May 4, 2025, 02:01 AM ET
Cory Sandhagen is back on track in his longtime pursuit of a UFC championship.
The 33-year-old bantamweight out of Aurora, Colorado, put on a dominant performance in finishing former two-time flyweight titleholder Deiveson Figueiredo of Brazil in the second round of the UFC Fight Night main event Saturday in Des Moines, Iowa. Sandhagen was coming off a loss last August to Umar Nurmagomedov in a title eliminator, halting a three-fight winning streak. Now he’s lined up to challenge for the belt.
Sandhagen (18-5) was in control from the start, largely thanks to Figueiredo’s questionable decision-making. After Sandhagen ended up on top in an early scramble on the mat, Figueiredo went for a leg lock and, with his arms wrapped around his opponent’s ankle and calf, had no defense for a barrage of Sandhagen punches and elbows to the face and body. Sandhagen landed 31 significant strikes in the round compared with just two by Figueiredo (24-5-1).
Round 2 went even worse for Figueiredo. He again went for a leg lock, and this time his own leg got tangled with his opponent’s. When Sandhagen scrambled into top position, Figueiredo’s knee gave out and he flopped to his back, injured. Referee Dan Miragliotta jumped in to wave off the bout as a TKO at 4:08 of the round.
Cory Sandhagen, shown here finishing Deiveson Figueiredo in the second round Saturday night, said he wants the winner of June’s title bout between Merab Dvalishvili and Sean O’Malley. Photo by Josh Hedges/Zuffa LLC
An unfortunate way for the fight to end? Not for Sandhagen.
“If you don’t know how to play the 50-50 [position], your knee gets popped,” he said.
Sandhagen, who has won four of his past five bouts, then called for a title shot against the winner of the June 7 meeting of champion Merab Dvalishvili and the man he dethroned, Sean O’Malley.
“I’ve dreamed of being a world champion for more than half of my life now,” Sandhagen said. “UFC, please give me an opportunity to show how great I am to the whole world. Please!”

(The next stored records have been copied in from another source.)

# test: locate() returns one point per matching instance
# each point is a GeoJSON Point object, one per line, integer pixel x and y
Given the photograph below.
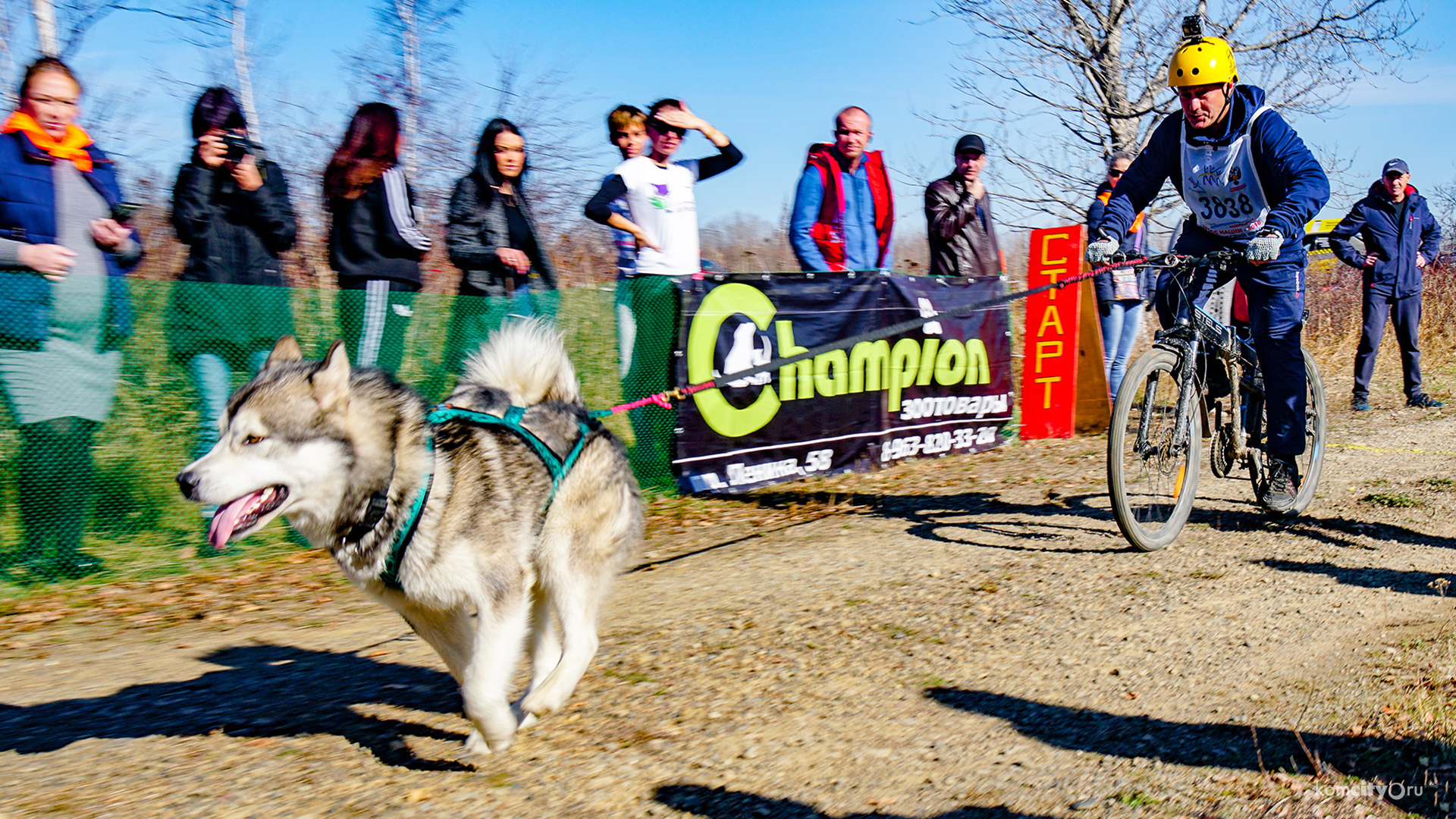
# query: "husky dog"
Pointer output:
{"type": "Point", "coordinates": [494, 554]}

Sandhagen, No. 5 in the ESPN men’s bantamweight rankings, has come close to the title on several occasions. He lost an interim title bout with former champ Petr Yan in 2021 and also dropped a pair of title eliminators — last summer against Nurmagomedov and in 2020 against eventual champ Aljamain Sterling.

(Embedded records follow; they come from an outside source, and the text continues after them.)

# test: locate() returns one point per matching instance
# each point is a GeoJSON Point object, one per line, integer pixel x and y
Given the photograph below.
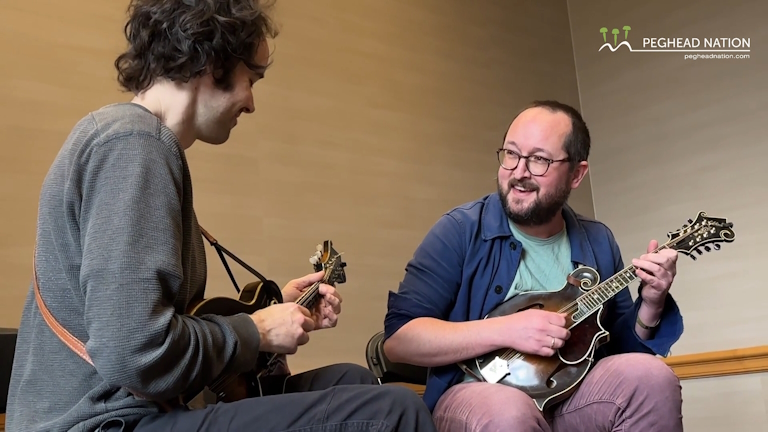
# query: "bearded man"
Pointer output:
{"type": "Point", "coordinates": [524, 238]}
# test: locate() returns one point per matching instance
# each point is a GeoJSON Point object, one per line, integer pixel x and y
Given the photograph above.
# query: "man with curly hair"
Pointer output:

The sixth-ranked Figueiredo has lost two fights in a row in the wake of a three-fight winning streak.
The co-main event produced the first blemish on the starry résumé of middleweight prospect Bo Nickal. The three-time NCAA Division I wrestling champion lost for the first time in his eight-fight MMA career, as Reinier de Ridder produced a second-round TKO with a succession of knees to the body.
De Ridder (20-2), a former two-division One Championship titleholder, has won all three of his UFC fights, the first two by submission. The first round featured much grappling, both in standup clinches and a ground battle. Nickal got a takedown, but de Ridder reversed to top position and seized control.

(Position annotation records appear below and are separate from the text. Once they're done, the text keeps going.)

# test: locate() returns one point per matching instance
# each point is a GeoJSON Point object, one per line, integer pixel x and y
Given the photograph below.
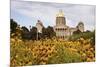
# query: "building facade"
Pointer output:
{"type": "Point", "coordinates": [62, 30]}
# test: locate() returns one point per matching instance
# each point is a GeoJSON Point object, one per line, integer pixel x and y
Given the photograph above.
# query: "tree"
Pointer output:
{"type": "Point", "coordinates": [13, 26]}
{"type": "Point", "coordinates": [77, 32]}
{"type": "Point", "coordinates": [33, 33]}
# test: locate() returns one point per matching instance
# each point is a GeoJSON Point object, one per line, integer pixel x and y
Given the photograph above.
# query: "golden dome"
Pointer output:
{"type": "Point", "coordinates": [60, 14]}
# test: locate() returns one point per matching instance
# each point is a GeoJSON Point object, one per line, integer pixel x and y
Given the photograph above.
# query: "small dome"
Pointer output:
{"type": "Point", "coordinates": [39, 22]}
{"type": "Point", "coordinates": [60, 14]}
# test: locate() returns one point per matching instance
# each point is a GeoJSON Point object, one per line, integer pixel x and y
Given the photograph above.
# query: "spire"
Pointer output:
{"type": "Point", "coordinates": [60, 14]}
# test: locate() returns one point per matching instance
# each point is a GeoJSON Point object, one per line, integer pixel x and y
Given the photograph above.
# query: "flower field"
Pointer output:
{"type": "Point", "coordinates": [50, 51]}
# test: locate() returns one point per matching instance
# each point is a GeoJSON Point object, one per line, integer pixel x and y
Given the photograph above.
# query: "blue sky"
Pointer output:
{"type": "Point", "coordinates": [27, 13]}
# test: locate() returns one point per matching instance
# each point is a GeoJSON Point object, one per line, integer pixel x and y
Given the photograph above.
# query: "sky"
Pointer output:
{"type": "Point", "coordinates": [26, 13]}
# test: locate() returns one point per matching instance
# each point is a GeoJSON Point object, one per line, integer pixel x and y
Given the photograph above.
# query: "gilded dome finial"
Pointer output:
{"type": "Point", "coordinates": [60, 14]}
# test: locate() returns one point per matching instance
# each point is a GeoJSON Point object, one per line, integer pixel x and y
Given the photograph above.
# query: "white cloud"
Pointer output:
{"type": "Point", "coordinates": [47, 12]}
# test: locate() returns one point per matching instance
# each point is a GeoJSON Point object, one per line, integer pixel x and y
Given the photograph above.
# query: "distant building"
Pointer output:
{"type": "Point", "coordinates": [39, 26]}
{"type": "Point", "coordinates": [62, 30]}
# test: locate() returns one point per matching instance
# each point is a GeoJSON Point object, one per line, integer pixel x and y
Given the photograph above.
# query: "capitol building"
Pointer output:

In Round 2, de Ridder used a clinch to land knees, first to the body and then to the head, hurting Nickal with one to the chin. De Ridder then got the finish with another knee to the body, collapsing the prospect at 1:53 of the round.
The only other fighter from the ESPN rankings who was in action at Wells Fargo Arena was Marina Rodriguez, who is No. 7 at strawweight — for now. Gillian Robertson dominated Rodriguez on the way to a second-round TKO that was Rodriguez’s third loss in a row and fifth in her past six bouts. Rodriguez, 38, announced her retirement afterward.